Open MehmedGIT opened 5 months ago
Could this be related to https://github.com/OCR-D/core/issues/1149 (as internally, the bagger also just uses Resolver.download_to_directory as does clone/workspace_from_url)?
Not sure yet.
I guess the problem is the mets file. When you exclude filegroups the corresponding files are still present in the mets and thus you get an error when trying to iterate the mets, which is done in the code. I think when excluding, the mets should be regenerated from everything which is to be included. This seems not to be done. So as a kind of "workaround" the unwanted file groups could be deleted before bagging, instead of excluding them when bagging. This might be not a good workaround though because you cannot simply bag parts of a workspace and simply keep the rest.

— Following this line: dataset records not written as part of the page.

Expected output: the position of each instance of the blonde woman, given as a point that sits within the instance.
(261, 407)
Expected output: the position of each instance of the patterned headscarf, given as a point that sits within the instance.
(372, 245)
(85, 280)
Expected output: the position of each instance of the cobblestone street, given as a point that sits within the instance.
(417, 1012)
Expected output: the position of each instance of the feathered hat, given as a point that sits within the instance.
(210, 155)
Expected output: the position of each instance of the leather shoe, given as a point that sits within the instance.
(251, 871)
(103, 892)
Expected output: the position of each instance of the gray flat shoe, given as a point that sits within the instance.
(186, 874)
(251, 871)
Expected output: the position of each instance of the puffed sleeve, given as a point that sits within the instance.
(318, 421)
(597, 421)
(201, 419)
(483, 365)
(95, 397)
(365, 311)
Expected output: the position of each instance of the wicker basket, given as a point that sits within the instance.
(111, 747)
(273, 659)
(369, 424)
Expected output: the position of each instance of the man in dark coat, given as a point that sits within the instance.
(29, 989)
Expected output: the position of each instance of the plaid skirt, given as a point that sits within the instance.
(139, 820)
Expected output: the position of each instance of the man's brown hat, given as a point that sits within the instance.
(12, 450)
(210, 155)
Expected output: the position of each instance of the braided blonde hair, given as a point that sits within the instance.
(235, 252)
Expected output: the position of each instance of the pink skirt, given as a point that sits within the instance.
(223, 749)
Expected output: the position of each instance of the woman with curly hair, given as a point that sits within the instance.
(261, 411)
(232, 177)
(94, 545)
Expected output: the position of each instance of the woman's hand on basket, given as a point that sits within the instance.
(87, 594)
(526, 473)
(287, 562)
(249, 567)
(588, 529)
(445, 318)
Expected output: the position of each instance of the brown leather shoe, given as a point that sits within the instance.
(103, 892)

So as a kind of "workaround" the unwanted file groups could be deleted before bagging, instead of excluding them when bagging. This might be not a good workaround though because you cannot simply bag parts of a workspace and simply keep the rest.
That may be the only solution actually. Creating a zip bag with a mets file that contains local references to non-existing files in the zip itself (as a result of the exclusion) could cause more problems when the zip is extracted back.
I have tried to include only the
DEFAULT
and theOCR-D-OCR
file groups in the zip bag. The error triggered says that theOCR-D-BINPAGE/FILE_0001_OCR-D-BINPAGE.xml
file does not exist.There are potentially 2 bugs: 1) The file itself exists but is not found 2) The check is performed although it should not - since that file group was excluded.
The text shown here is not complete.